Even as his Revenue Department was releasing details of who would be pinched and who would be exempt, Dayton heard from executives who said his plan would kill jobs and businesses. The governor, who is proposing new taxes on wealthy Minnesotans and expanding the sales tax to business services, said he is willing to pursue his plan even if it hurts his re-election chances.
"If my shot fails, the next one will be taken by the voters in November of 2014," Dayton said. "I am also very mindful of what I got myself into. ... I wouldn't choose to be in this situation but I do choose to get us out of it."
With a plan to extend sales taxes to everything from clothing worth more than $100, to haircuts, to accounting services and to all the sales businesses make to one another, Dayton has entered into an epic fight that could define his career.
If he wins over Minnesotans and gets his way in the DFL-led Legislature, Dayton will have overcome powerful opposition that has felled nearly all past attempts at tax overhaul. If he fails in the face of a public that feels it is already overtaxed, Dayton will damage his legacy and give Republicans a new opening to retake the Legislature and the governor's office.

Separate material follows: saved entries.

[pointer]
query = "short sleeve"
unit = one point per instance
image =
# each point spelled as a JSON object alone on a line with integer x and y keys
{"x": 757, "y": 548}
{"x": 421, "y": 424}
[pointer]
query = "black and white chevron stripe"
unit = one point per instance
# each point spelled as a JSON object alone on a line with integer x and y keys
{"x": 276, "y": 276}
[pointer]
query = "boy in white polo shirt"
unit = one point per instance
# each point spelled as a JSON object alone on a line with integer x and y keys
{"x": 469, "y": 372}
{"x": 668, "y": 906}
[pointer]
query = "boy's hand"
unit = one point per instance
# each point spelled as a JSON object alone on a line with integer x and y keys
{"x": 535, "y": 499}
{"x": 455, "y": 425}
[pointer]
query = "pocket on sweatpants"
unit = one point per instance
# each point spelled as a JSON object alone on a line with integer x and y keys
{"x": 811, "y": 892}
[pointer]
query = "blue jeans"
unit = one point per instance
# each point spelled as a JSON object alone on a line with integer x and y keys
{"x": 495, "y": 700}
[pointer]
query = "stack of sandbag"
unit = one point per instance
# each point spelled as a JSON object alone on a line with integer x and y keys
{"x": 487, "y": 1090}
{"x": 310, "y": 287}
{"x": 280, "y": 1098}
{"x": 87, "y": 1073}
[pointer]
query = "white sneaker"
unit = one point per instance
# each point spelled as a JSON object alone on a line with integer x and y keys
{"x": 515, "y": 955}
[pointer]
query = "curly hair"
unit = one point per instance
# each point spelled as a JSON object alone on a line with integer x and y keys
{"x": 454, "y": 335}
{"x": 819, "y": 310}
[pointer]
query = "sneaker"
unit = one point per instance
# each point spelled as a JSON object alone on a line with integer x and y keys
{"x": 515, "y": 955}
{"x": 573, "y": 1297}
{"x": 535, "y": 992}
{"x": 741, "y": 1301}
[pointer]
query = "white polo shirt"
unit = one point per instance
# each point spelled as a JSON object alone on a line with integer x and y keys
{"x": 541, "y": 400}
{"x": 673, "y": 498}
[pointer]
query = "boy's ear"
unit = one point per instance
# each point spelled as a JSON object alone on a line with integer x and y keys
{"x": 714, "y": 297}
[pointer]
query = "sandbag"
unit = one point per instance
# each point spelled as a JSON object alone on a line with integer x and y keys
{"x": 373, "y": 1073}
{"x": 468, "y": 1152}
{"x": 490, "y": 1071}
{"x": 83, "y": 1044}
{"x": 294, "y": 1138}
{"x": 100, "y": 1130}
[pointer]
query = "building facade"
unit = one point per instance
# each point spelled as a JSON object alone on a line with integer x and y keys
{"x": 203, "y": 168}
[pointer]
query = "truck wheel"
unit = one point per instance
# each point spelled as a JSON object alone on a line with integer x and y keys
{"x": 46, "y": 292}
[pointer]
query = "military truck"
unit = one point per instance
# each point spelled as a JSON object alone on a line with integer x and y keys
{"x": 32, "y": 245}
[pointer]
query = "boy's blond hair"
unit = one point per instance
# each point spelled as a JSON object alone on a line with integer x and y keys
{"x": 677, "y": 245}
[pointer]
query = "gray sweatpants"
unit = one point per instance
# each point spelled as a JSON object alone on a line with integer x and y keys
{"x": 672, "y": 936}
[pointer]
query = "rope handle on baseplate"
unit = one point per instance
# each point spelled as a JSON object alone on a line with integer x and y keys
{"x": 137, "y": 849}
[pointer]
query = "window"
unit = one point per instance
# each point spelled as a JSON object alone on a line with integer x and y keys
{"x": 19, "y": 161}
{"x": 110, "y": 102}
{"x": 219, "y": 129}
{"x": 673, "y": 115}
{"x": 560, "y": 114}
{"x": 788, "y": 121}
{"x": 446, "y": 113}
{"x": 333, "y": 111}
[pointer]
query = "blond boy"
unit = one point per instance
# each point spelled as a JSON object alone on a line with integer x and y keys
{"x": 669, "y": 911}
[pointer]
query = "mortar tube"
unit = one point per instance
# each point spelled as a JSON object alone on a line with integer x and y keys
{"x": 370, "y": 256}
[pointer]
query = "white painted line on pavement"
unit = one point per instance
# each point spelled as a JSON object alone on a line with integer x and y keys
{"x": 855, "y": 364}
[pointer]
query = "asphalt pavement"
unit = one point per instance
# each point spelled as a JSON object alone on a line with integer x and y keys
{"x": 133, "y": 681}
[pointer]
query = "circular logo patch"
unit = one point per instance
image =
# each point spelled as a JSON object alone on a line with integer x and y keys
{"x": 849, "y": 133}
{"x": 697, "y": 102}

Dayton released his initial budget proposals Tuesday morning. The list of what's in and out of his sales tax plan was released late Thursday. Food, child care, burial services, fundraising sales, prescriptions, mining and agricultural equipment and textbooks would remain exempt from sales taxes.

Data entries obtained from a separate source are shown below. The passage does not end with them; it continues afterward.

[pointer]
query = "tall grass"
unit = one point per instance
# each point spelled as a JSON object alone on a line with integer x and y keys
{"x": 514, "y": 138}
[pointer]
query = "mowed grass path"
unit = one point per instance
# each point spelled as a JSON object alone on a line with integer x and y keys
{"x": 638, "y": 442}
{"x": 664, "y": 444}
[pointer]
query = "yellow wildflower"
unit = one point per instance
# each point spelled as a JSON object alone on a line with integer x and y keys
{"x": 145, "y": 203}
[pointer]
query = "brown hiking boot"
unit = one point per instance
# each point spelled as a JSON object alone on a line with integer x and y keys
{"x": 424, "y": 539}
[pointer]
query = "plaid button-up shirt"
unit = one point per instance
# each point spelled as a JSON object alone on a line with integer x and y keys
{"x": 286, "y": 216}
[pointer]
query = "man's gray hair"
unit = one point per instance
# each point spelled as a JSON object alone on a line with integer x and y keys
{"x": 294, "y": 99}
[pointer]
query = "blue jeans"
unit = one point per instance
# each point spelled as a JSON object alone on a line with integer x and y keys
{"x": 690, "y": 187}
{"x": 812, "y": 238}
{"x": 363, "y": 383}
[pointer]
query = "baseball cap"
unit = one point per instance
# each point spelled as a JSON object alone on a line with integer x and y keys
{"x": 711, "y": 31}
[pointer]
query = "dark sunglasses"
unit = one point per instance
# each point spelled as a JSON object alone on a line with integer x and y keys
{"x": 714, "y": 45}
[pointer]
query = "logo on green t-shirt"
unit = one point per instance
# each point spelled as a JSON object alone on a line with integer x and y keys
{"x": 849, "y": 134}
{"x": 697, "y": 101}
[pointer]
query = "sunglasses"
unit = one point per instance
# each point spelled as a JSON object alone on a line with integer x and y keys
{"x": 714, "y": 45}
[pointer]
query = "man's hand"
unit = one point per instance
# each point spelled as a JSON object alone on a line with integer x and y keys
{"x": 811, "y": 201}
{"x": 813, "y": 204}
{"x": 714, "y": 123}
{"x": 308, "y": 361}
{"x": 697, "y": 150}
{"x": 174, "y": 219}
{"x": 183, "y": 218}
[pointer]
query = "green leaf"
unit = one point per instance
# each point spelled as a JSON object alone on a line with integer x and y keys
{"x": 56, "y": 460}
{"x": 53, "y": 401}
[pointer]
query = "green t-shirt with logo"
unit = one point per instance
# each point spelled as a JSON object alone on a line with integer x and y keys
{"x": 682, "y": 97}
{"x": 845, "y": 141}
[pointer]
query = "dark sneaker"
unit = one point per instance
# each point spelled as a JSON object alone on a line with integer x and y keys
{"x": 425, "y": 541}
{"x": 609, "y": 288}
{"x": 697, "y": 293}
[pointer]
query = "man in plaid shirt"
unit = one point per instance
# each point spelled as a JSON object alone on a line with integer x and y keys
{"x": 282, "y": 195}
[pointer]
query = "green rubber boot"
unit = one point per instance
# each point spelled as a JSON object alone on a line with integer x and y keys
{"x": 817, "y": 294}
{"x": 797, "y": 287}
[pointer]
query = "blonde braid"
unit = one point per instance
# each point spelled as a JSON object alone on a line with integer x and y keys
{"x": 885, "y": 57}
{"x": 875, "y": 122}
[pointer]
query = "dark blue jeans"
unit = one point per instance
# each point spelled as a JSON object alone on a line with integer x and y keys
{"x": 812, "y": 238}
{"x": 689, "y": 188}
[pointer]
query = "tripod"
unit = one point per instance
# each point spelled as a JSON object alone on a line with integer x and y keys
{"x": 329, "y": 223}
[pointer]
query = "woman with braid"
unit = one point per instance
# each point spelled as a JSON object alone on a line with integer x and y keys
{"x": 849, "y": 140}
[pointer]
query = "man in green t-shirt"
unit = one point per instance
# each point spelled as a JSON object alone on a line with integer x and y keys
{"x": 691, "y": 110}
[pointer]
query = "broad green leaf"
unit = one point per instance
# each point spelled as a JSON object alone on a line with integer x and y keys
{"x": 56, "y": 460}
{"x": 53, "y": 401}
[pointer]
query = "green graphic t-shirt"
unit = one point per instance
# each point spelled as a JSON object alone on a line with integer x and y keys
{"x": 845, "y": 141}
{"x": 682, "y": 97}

Business groups have been quick to object to the plan, in particular to the fact that it would subject business-to-business sales to taxation. Many executives see that as creating a domino effect of higher costs that could cripple their businesses and force up prices on finished products.
'A business killer'
One executive described the expanded sales tax Wednesday as "a business killer.'' Charlie Weaver, executive director of the Minnesota Business Partnership, said that type of tax "pyramids into the cost of a product'' and is hard to administer.

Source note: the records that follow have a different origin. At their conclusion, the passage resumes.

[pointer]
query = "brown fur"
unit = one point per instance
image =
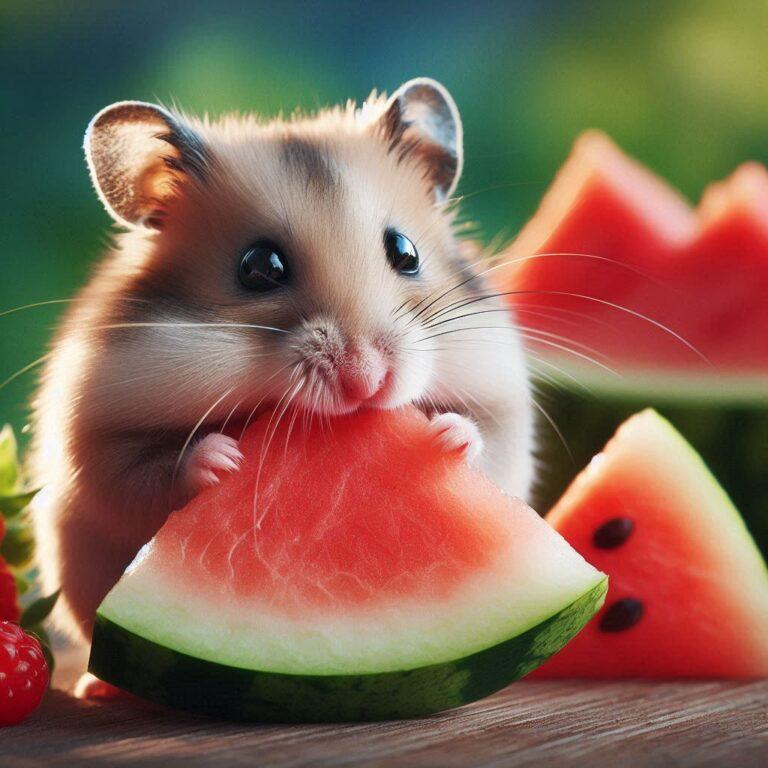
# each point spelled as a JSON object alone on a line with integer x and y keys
{"x": 120, "y": 397}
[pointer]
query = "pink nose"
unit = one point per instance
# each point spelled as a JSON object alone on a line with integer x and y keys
{"x": 362, "y": 373}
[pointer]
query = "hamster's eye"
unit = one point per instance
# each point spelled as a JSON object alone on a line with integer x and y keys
{"x": 402, "y": 253}
{"x": 263, "y": 267}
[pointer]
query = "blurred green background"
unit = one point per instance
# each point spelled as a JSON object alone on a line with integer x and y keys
{"x": 680, "y": 84}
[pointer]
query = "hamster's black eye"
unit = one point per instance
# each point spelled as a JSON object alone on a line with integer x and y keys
{"x": 263, "y": 267}
{"x": 402, "y": 253}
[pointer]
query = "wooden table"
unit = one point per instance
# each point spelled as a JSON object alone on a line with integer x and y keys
{"x": 718, "y": 724}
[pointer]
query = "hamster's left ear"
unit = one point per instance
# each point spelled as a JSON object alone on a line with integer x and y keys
{"x": 140, "y": 156}
{"x": 421, "y": 120}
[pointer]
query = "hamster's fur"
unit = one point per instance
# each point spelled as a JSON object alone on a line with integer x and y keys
{"x": 166, "y": 344}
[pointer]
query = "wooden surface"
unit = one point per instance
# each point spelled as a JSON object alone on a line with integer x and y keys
{"x": 718, "y": 724}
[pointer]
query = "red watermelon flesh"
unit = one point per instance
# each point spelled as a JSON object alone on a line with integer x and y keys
{"x": 688, "y": 590}
{"x": 701, "y": 273}
{"x": 355, "y": 546}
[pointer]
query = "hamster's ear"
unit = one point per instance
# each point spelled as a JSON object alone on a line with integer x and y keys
{"x": 140, "y": 156}
{"x": 421, "y": 119}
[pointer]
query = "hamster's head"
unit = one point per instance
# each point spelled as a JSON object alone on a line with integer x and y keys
{"x": 300, "y": 261}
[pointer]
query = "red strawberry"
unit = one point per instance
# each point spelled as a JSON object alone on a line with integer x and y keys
{"x": 9, "y": 603}
{"x": 23, "y": 673}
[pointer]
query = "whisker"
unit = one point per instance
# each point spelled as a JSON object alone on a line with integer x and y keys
{"x": 29, "y": 367}
{"x": 554, "y": 426}
{"x": 603, "y": 302}
{"x": 117, "y": 326}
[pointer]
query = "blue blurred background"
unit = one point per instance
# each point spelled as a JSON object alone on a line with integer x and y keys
{"x": 680, "y": 84}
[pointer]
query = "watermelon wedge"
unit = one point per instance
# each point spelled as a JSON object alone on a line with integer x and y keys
{"x": 357, "y": 573}
{"x": 612, "y": 244}
{"x": 688, "y": 594}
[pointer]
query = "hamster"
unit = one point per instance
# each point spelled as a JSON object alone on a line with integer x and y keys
{"x": 307, "y": 263}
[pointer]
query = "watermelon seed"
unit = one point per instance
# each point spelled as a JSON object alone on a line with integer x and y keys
{"x": 613, "y": 533}
{"x": 622, "y": 615}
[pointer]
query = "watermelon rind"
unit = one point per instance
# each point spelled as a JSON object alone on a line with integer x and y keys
{"x": 167, "y": 676}
{"x": 724, "y": 417}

Dayton heard that criticism again Thursday from members of the Minnesota Newspaper Association. The executives complained that they would be taxed on their advertising, printing and paper before the newspaper ever reached readers.
"If you tax something, you get less of it," Tom West, general manager of the Morrison County Record, told Dayton. "We are the ones that cover local government and state government. ... How do you think it would be a good idea to have less information about government?"
As the crowd applauded, Dayton responded: "I don't think it is a good idea to tax anybody from that standpoint ... but what's a better alternative?"
Dayton said he expected his plan to be refined, but he made clear that any business claiming a special reason to be exempt from sales taxes -- as newspaper executives did Thursday -- will have a difficult time with him.
"For everything you take out ... you have to add more," he said.
The governor's embrace of an expanded sales tax goes counter to his 2010 campaign, when he argued for raising the income tax on high-earning Minnesotans but said he was not a fan of raising sales taxes. During the past two years, his opposition to that option dissipated.
Despite objections to some parts of Dayton's plan, Senate Majority Leader Tom Bakk said that legislators have been pretty supportive of it so far.
"Overall, I think it was very well received," said Bakk, DFL-Cook.
Sen. Terri Bonoff, a DFLer from Minnetonka, said she appreciated Dayton's desire to invest in the state and his proposed expansion of the sales tax to consumer services. But she said she would oppose his plan to increase the income tax on couples earning more than $250,000 and singles making more than $150,000 as well as his call for taxing business-to-business services.
"I cannot support that," Bonoff said.
Legislators are already discussing ways to make the governor's plan more acceptable to the business community. Bakk, for instance, is thinking about offering nonresidents of the state a break on the clothing sales tax.
That, he said, could help the Mall of America's tourism business and extend "an olive branch to the mall." Bakk said Canada offers a similar tax break to foreign visitors.
Dayton and his backers stressed that his proposal also would drop some taxes. He would lower sales taxes for all items that are currently taxed, reduce corporate and business property taxes and give all Minnesota homeowners a property tax rebate worth up to 500 a year.
He said the simplicity of a direct payment to property tax payers makes it appealing. A direct refund, he said, "goes a long way into terms of establishing trust that people have that you are going to do what you say."
Asked if he was trying to make his plan more palatable, he joked:
"It's already unpopular enough. I have to do something to help it out, right?"